Closed rafael844 closed 3 years ago
Yes, we plan to add an implementation using Deep Speech: https://github.com/mozilla/DeepSpeech
But we want to train a Portuguese model first, that will need some work and a lot of training data...
Thank you.
Let's leave opened to be tracked.
There is also an wav2letter api, from Facebook. https://github.com/facebookresearch/wav2letter
I didn't see vosk already has a portuguese model and java binding. Has anyone tested that model or other language accuracy?

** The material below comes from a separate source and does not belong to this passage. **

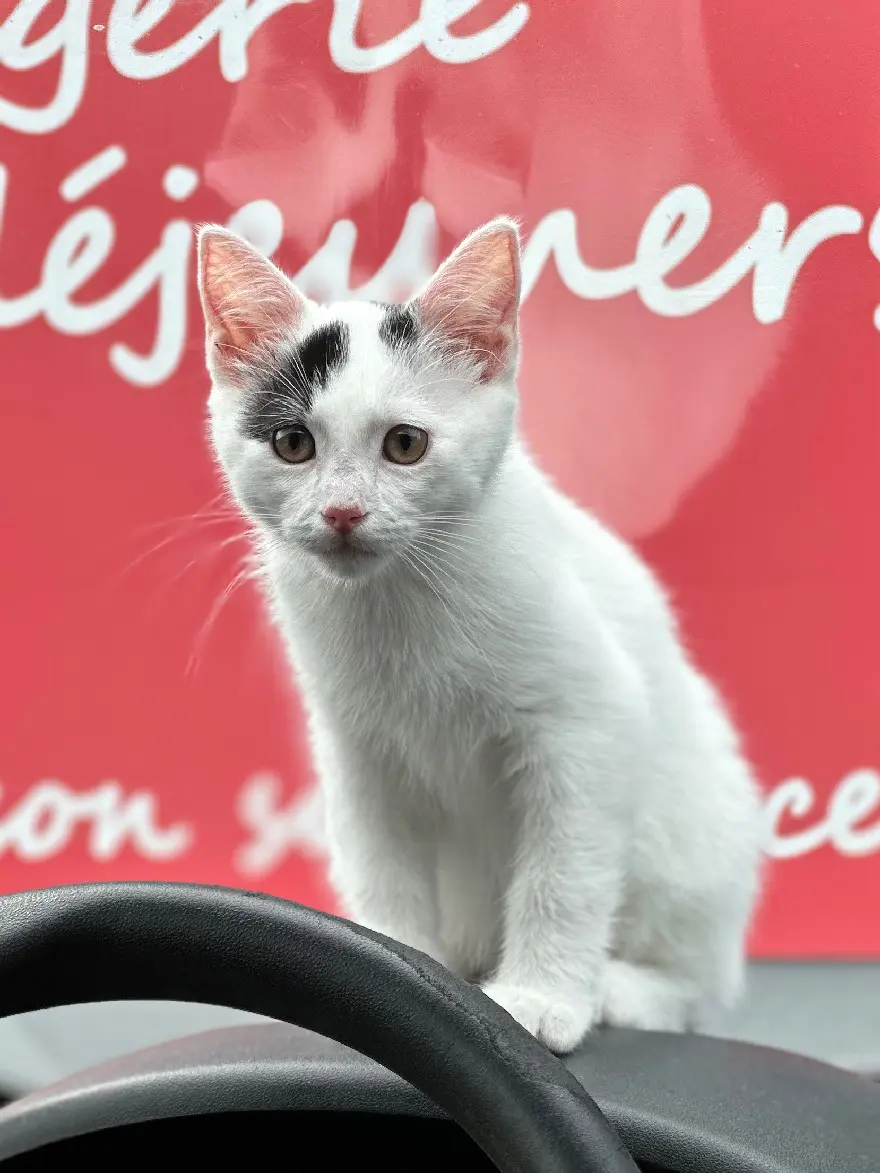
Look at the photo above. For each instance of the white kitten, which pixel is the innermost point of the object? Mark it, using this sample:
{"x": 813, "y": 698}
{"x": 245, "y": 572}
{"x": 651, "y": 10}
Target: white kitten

Just pushed an initial local transcritption code using Vosk. Results are ok to me for an initial impl. Vosk model should be put into iped models folder.
Just merged the initial experimental implementation. Possible future improvements:
Link present in the Vosk page to a project to train portuguese modelos. https://github.com/falabrasil/kaldi-br
Vosk project published a new big 1.6GB portuguese model and also accuracy numbers for this new and the old model, unfortunately WER is very low (as we have thought):
That also suggests the accuracy issue is related to the trained pt-BR model, not to the algorithm, since english numbers seem much better (of course, tested on different datasets):
That also suggests the accuracy issue is related to the trained pt-BR model, not with the algorithm, since english numbers seem much better (of course, tested on different datasets):
But the new (bigger) model accuracy is better than the one we had before, right? I guess it is too large to be distributed, but users may want to download and use this new model.
But the new (bigger) model accuracy is better than the one we had before, right?
Yes! But probably slower too...
O projeto Vosk publicou um novo grande modelo português de 1,6 GB e também números de precisão para este novo e o antigo modelo, infelizmente o WER é muito baixo (como pensávamos):
Isso também sugere que o problema de precisão está relacionado ao modelo pt-BR treinado, não ao algoritmo, já que os números em inglês parecem muito melhores (claro, testados em diferentes conjuntos de dados):
Amigo, como posso usar este arquivo de 1,6 GB no IPED? Estou tentando, porém, vejo que o IPED está utilizando a versão small (para android?) e quando baixo o arquivo maior ele vem com pastas diferentes, apesar de conter quase os mesmos arquivos.
Obrigaod!
I think you just have to replace the portuguese model into iped-4.0.0/models/vosk/pt-BR folder for the new one, but I have not tested yet. I can test after I return from vacation next week.
I think you just have to replace the portuguese model into iped-4.0.0/models/vosk/pt-BR folder for the new one, but I have not tested yet. I can test after I return from vacation next week.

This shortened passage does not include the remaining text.